# A few questions on the basics...



## sirwmholder (Jul 7, 2006)

I recently bought the EoM bundle and think it's a wonderful product.  However I still need some assistance to better understand parts of the system.

Under the Mage it allows you to exchange your level 1 starting moderate boon for two minor boons... both of which could be bonus feats... bonus feats list: metamagic, item creation, and traditional feats.  Would mage feats fall under this category?  It doesn't say so but under mage feats it list itself as a bonus feat for mages and other spellcasters.  Slight contridiction... also can is this exchange only at level one or can a Mage exchange his level 4 moderate boon for 2 minor boons also and so on?

Another question I was having... If a mage has the feat Arcane Mastery can a named spell from a spellbook become a mage's signature spell if he knows all of the spell list involved even though the MP cost is above his normal limit therefore forgoing the check for successfully casting that spell?

Along the same lines... if a Mage has successfully cast a ritual alone and makes that ritual his signature spell ritual can it be quickened?  If so would it take a standard action to cast or a free action?

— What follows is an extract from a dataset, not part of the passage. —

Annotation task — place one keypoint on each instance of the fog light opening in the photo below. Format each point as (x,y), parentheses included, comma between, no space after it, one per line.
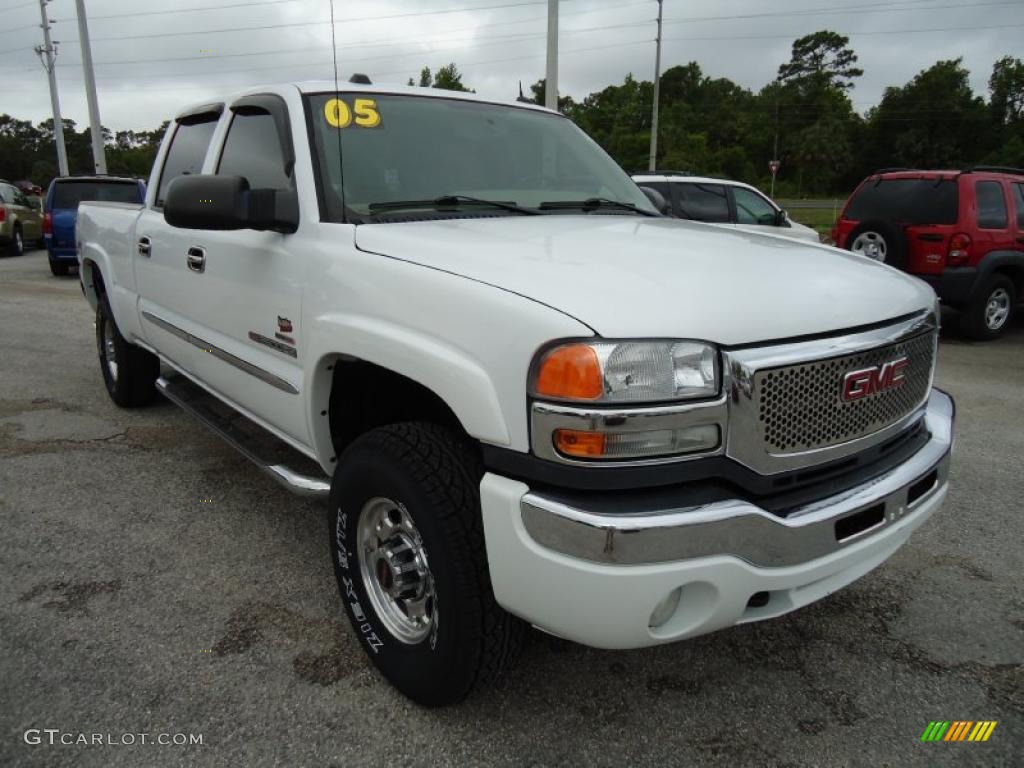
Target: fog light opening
(666,608)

And is there any penalty for spending more MP on a single spell than your limit.  I was thinking of exhustion... maybe some subduel damage for channeling too much energy...

Thank you for your time,
Wm. Holder


----------



## Primitive Screwhead (Jul 8, 2006)

Welcome to the wonderful world of EoM!

And I am glad you found this forum as the place to post such questions 

Question #1: 1st level boon. It is important to note that you are not 'trading in' the Moderate boon for 2 minor boons. It is a choice at 1st level. Future levels you get one boon and can select from the list at the power level indicated or below.
   Mage feats specifically are not included in minor boon ability. If you look at the Mage Knight table you will see bonus feats granted. Not quite a contradiction as a poor choice of names of the minor boon ability. Probably should read "Additional Feat"

Question #2: Arcane Mastery: Preparing spells from spellbooks works a bit differently than normal spellcasting. You actually 'cast' the spell in advance, spending the MP as required, then you use a standard action to 'release' the spell. In order to learn the spell as a signature spell, the normal rules still apply.. meaning MP casting limits and knowing the spell lists.

Question #3: Ritual Magic also works a bit differently. You cannot learn a ritual spell as a signature spell. 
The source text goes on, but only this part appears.